September 16, 2008

Zuletzt gesehen: MÄNNER HELDEN SCHWULE NAZIS

"Der Schwule an sich ist natürlich per se kein besserer Mensch."

Schwule Nazis – kein Widerspruch!? Rosa von Praunheim packt eines der kontroversesten, wenn nicht gar das kontroverseste Thema der schwulen Szene an: Die (ästhetische) Verbindung zwischen homosexueller und nationalsozialistischer Anziehung, die ideologischen und unideologischen Imitationen in der Mode, die Auslebung von Skin-Fetischen.
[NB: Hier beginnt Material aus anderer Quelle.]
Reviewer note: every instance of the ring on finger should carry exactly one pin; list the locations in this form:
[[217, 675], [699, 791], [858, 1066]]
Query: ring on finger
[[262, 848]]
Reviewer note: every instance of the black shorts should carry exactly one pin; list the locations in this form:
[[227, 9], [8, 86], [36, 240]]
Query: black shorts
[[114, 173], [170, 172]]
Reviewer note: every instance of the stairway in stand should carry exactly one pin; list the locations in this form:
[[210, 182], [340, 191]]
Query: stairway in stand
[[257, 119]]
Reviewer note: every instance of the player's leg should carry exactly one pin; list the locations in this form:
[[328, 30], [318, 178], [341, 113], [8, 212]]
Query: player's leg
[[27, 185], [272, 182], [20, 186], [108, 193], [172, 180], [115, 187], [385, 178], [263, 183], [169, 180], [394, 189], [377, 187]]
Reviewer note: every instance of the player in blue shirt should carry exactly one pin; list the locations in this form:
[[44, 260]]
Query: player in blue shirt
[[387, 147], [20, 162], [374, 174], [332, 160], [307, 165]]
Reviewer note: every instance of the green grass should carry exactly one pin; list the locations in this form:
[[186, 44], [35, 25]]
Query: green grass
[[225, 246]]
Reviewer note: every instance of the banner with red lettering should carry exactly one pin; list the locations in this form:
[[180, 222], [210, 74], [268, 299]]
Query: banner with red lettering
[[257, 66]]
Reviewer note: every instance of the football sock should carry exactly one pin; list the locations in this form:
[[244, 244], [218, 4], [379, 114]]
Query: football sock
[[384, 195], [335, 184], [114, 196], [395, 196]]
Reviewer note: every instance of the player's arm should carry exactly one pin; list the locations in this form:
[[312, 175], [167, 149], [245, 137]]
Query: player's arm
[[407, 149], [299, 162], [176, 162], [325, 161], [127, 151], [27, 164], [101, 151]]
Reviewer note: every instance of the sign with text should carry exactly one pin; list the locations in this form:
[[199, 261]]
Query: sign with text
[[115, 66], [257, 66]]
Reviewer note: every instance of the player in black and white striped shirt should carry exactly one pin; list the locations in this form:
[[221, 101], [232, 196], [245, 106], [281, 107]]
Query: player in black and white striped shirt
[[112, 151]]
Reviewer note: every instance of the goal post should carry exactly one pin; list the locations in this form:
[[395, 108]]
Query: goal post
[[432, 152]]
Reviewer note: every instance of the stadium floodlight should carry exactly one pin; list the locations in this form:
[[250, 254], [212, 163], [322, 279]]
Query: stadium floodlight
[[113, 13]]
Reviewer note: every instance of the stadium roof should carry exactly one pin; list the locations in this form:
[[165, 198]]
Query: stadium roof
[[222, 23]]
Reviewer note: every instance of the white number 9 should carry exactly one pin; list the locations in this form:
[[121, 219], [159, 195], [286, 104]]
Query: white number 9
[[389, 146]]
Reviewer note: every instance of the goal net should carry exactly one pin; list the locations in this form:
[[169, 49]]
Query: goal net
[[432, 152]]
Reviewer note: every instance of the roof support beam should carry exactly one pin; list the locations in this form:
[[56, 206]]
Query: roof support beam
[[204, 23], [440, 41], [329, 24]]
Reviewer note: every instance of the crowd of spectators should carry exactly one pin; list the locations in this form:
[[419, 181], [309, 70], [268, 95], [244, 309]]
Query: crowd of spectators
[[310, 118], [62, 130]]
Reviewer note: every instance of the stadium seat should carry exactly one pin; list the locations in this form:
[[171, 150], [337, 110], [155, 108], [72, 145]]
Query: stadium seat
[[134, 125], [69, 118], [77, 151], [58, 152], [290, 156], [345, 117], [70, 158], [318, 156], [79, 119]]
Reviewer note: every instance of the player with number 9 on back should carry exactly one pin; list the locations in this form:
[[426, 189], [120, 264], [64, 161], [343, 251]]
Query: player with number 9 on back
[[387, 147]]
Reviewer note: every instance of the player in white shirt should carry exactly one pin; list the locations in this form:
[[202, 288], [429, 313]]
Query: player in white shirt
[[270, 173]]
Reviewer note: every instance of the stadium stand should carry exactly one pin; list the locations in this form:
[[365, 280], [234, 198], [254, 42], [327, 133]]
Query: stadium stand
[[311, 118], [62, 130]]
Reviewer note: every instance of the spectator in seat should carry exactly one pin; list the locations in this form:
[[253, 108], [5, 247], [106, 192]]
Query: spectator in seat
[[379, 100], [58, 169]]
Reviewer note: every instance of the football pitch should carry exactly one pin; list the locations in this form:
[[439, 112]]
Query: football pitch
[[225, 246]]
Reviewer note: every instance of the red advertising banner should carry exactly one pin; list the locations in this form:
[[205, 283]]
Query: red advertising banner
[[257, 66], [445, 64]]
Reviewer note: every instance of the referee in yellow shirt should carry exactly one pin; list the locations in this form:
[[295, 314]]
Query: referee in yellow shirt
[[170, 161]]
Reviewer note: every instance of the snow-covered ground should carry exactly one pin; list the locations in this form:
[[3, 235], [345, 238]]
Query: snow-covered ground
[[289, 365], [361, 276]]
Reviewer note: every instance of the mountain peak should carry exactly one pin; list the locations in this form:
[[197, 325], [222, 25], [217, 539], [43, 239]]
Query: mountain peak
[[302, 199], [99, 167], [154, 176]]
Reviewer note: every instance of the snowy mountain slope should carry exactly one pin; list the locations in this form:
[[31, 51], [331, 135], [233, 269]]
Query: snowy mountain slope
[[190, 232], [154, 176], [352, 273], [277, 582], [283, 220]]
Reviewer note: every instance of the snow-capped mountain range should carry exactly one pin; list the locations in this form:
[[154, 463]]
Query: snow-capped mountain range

Befragt werden Aussteiger und nunmehr Antifa-Aktivisten wie Jörg Fischer (dessen Engagement beeindruckend ist, der aber, wie ich bei einem seiner Vorträge persönlich feststellen musste, zu einer quasi Vorzeichen veränderten Demagogie neigt), ebenso wie weiterhin bekennende Rechte, spezialisierte Historiker, Journalisten und Politiker, ja, selbst Klaus Wowereit wird zum kurzen Schlusswort gebeten. Praunheim nimmt sich – für ihn in der Tat unüblich – sehr zurück, lässt vielfältige Stimmen zu Wort kommen, neigt weder zu Polemik noch Überdramatik. Schlicht und unaufgeregt inszeniert, untersucht der Film höchst kritische, aber nicht zuletzt ungemein spannende Fragen und Widersprüche, ausgehend von ikonischen – aber eben schwulen – Nazi-Helden, vom SA-Führer Ernst Röhm bis zum Neonaziaktivist Michael Kühnen, der 1991 an AIDS starb. Es bleiben letztlich viele Fragezeichen, und die Absurdität mancher Aussagen scheint die zentrale Divergenz eher noch zu verstärken: Dennoch lassen sich aus dem Film hilfreiche psychologische Vermutungen ableiten – und er steht im besten Fall am Anfang eines längst überfälligen Diskurses in der schwulen und vielleicht auch in der neofaschistischen Szene.